Last Sunday Pat Conover spoke about Seekers as “part of the Resurrected Body of Christ.” In Pat’s words,

We are parts of the Resurrected Body of Christ here and now. We are a current expression and shared embodiment of the ever changing relationships of communities of Christians who, from generation to generation, have oriented their lives to shared memories of the inspiration and guidance of Jesus. We are embodied memories of the inspiration and guidance of Jesus.

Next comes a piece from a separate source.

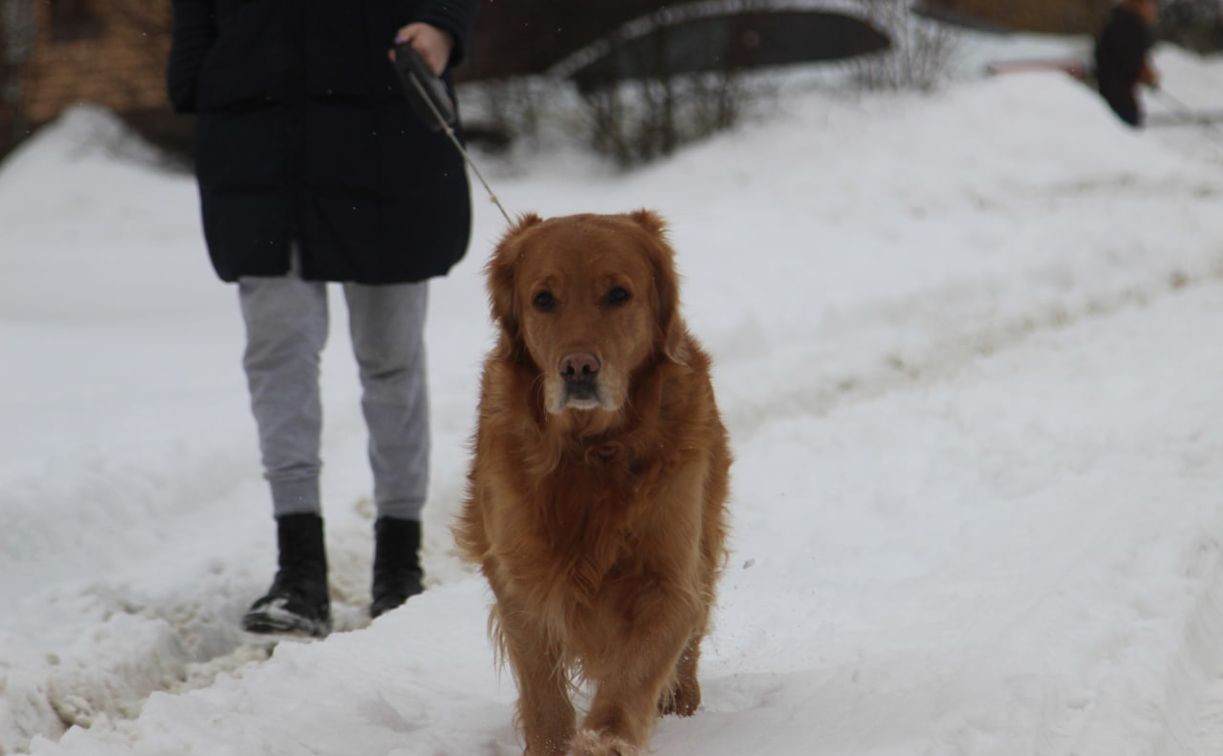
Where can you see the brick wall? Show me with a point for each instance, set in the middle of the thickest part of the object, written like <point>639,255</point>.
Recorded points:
<point>113,54</point>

Pat bolded “embodied” for emphasis in the text version of his sermon on our website. “We are embodied memories of the inspiration and guidance of Jesus.” Elsewhere Paul encourages the Corinthians to “put away childish things.” So it seems clear that having “childish things” in my life is incompatible with embodying much of anything about Jesus.  And this long-standing habit of relying on others for motivation and energy certainly qualifies as a childish thing. I learned it in my childhood, and I continued to practice it throughout my life, yet I now claim to be part of a community where we incarnate memories and guidance of Jesus, certainly not a childish thing.

It’s time now to offer some kind of conclusion to this sermon, and I find that difficult. I have shared with you from the cutting edge of a major issue in my life. You should know that I have taken a few small steps towards dealing with this, toward doing a little better job of the embodying.  These are limited, and confidentiality prevents me from sharing them. I hope that you have found my story helpful and an invitation to reflect on the childish things in your own life that get in the way of embodying memories and guidance of Jesus.  So I leave you with the questions I am still trying to answer for myself: What does it mean in this time and place to have hope in the unseen, in God’s vision for our lives? What does it mean now to be an embodied memory of Jesus? Amen.